How to Optimize Your Ecommerce Store for AI Search (7 Steps)

Written by Leigh McKenzie

More of your customers are using AI to research products before they buy. Are you prepared?
To put this into perspective:
Last year, you might’ve searched “best bed sheets” on Google and scrolled through a few links or a Shopping ad.

This year, you’re asking ChatGPT:
“I sleep hot and have sensitive skin. Can you recommend some breathable bed sheets that won’t irritate me?”
Totally different input. Totally different rules for showing up.
AI Search still cares about the fundamentals — content, crawlability, internal links, and high-quality backlinks. But now, your visibility is influenced by more than just your website.
AI models reflect the full picture:
- What people say about your brand
- Where you’re mentioned
- How your product is reviewed
It’s not just keyword targeting — it’s relevance engineering.
Shoutout to Mike King @ iPullRank for coining this term.
That’s where AI Search Optimization comes in.
In this guide, you’ll learn how to:
- Make your product pages visible and understandable to LLMs
- Structure your data with schema and product feeds
- Submit your catalog to AI search platforms
- Shift from keyword targeting to prompts and personas
- Build an AI-friendly brand presence across the web
- Track your visibility in a probabilistic, answer-first world
The future of ecommerce search isn’t about rankings.

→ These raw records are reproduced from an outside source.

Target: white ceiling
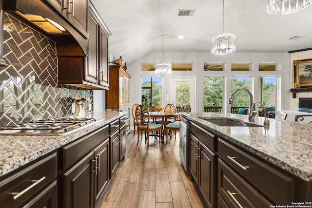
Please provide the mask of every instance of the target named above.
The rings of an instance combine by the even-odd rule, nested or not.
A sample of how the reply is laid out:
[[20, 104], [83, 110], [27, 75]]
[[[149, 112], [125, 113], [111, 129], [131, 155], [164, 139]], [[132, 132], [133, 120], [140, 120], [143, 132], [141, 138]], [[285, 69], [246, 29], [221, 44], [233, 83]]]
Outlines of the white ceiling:
[[[131, 64], [151, 52], [209, 52], [222, 34], [221, 0], [91, 0], [112, 33], [111, 54]], [[312, 48], [312, 6], [269, 14], [265, 0], [225, 0], [225, 33], [236, 35], [236, 52], [287, 52]], [[179, 9], [195, 9], [177, 16]], [[184, 39], [177, 37], [183, 35]], [[297, 39], [289, 39], [294, 36]], [[217, 56], [217, 55], [215, 55]]]

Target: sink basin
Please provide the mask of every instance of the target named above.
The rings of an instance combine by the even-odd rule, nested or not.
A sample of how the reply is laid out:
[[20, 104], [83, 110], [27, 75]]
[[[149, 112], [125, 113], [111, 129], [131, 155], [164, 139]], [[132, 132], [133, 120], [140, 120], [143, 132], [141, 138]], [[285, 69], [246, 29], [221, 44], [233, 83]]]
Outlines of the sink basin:
[[244, 122], [241, 120], [229, 118], [205, 118], [199, 117], [205, 121], [220, 126], [246, 127], [263, 127], [258, 124]]

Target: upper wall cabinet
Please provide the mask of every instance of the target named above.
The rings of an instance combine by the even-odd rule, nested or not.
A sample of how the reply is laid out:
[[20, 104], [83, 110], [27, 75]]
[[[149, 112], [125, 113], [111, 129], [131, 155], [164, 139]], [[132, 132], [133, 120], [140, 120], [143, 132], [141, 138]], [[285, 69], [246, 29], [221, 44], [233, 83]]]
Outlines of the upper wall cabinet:
[[46, 0], [88, 38], [89, 0]]
[[93, 6], [89, 15], [88, 70], [86, 81], [108, 88], [108, 35]]
[[106, 92], [106, 108], [120, 109], [130, 103], [130, 76], [121, 66], [109, 66], [109, 89]]

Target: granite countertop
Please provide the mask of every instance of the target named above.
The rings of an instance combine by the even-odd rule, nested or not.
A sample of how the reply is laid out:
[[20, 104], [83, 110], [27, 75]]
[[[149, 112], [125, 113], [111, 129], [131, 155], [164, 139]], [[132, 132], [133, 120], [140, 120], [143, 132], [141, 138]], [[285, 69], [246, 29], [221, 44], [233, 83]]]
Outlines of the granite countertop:
[[126, 112], [95, 112], [96, 121], [66, 135], [0, 135], [0, 177], [122, 117]]
[[[248, 122], [248, 116], [218, 113], [182, 113], [218, 136], [307, 181], [312, 181], [312, 125], [269, 118], [264, 127], [221, 127], [200, 117], [228, 117]], [[254, 123], [263, 125], [265, 118]]]

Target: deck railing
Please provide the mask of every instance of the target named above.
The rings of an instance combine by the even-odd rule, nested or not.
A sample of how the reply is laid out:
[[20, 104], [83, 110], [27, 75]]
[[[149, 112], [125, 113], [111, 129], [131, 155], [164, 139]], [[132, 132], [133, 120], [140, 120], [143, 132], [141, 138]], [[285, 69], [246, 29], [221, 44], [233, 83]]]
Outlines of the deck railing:
[[[231, 113], [237, 113], [237, 111], [238, 111], [238, 108], [249, 108], [248, 106], [231, 106]], [[222, 112], [223, 108], [222, 106], [204, 106], [204, 112]]]

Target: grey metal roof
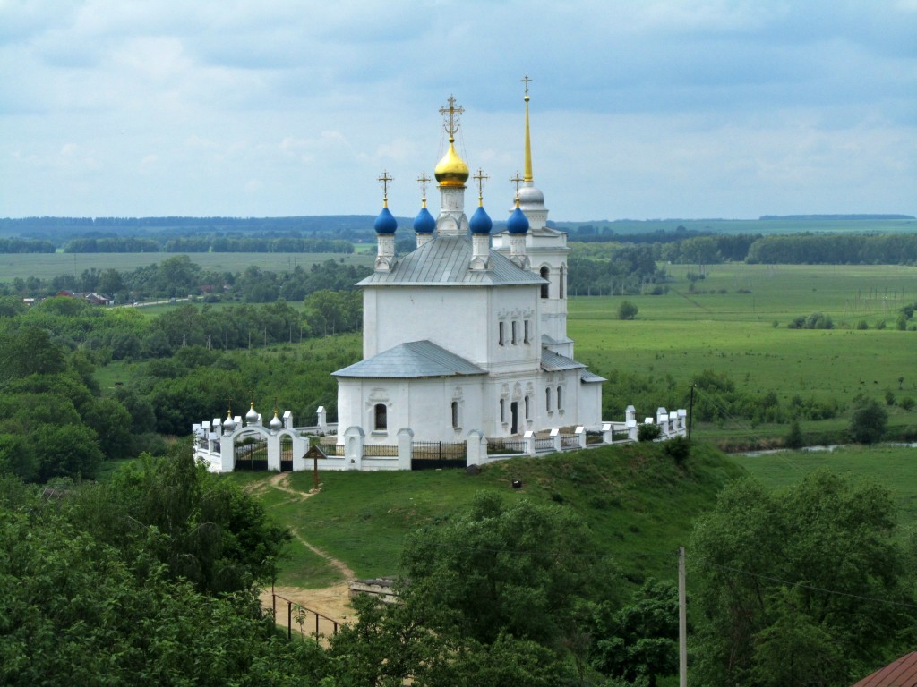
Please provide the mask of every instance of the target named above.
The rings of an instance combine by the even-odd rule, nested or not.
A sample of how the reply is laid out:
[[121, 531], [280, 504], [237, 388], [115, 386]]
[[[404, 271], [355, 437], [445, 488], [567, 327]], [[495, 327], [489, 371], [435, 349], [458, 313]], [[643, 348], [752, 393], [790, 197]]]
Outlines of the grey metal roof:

It’s about being part of the answer. This guide will show you how.
Step 1: Make Your PDPs Crawlable and Renderable
Before you do anything, start here: can bots actually see your product content?
When people started taking AI tools and chatbots seriously in 2022/23, some site owners turned to blocking their crawlers from accessing their site.
But if you block the crawler, it won’t be able to serve your pages in its responses.
Don’t Block AI Crawlers in Your Robots.txt File
Unless you actively took the step to block them, you shouldn’t need to do anything here. But it’s still worth verifying there are no lines in your robots.txt file like:

User-agent: GPTBot
Disallow: /
Don’t Serve Important Content Using JavaScript
The other aspect of crawlability to consider is how you’re serving your content.
Because right now, bots from the likes of ChatGPT and Perplexity do not appear to process JavaScript (although Google’s Gemini can). If your content is being loaded dynamically, they’re likely missing it completely.
That includes:
- Product descriptions
- Pricing
- Images
- Schema markup
If it’s not in the raw HTML, LLMs like these can’t see it. And if they can’t see it, you won’t show up in AI-generated product recommendations.
To make sure you’re not causing crawling issues here, you first need to understand how your ecommerce platform handles JavaScript. Every platform is different:
- Shopify: Generally fine, but watch out for third-party apps injecting schema or content via JS.
- WooCommerce: Depends heavily on your theme. Many use plugins that load parts of the page with JS.
- Custom stacks: If you’re using React, Vue, or similar frameworks, check whether product pages render server-side or after load.
Next, check your PDPs manually. You can do this by right-clicking and selecting “Inspect” in your browser.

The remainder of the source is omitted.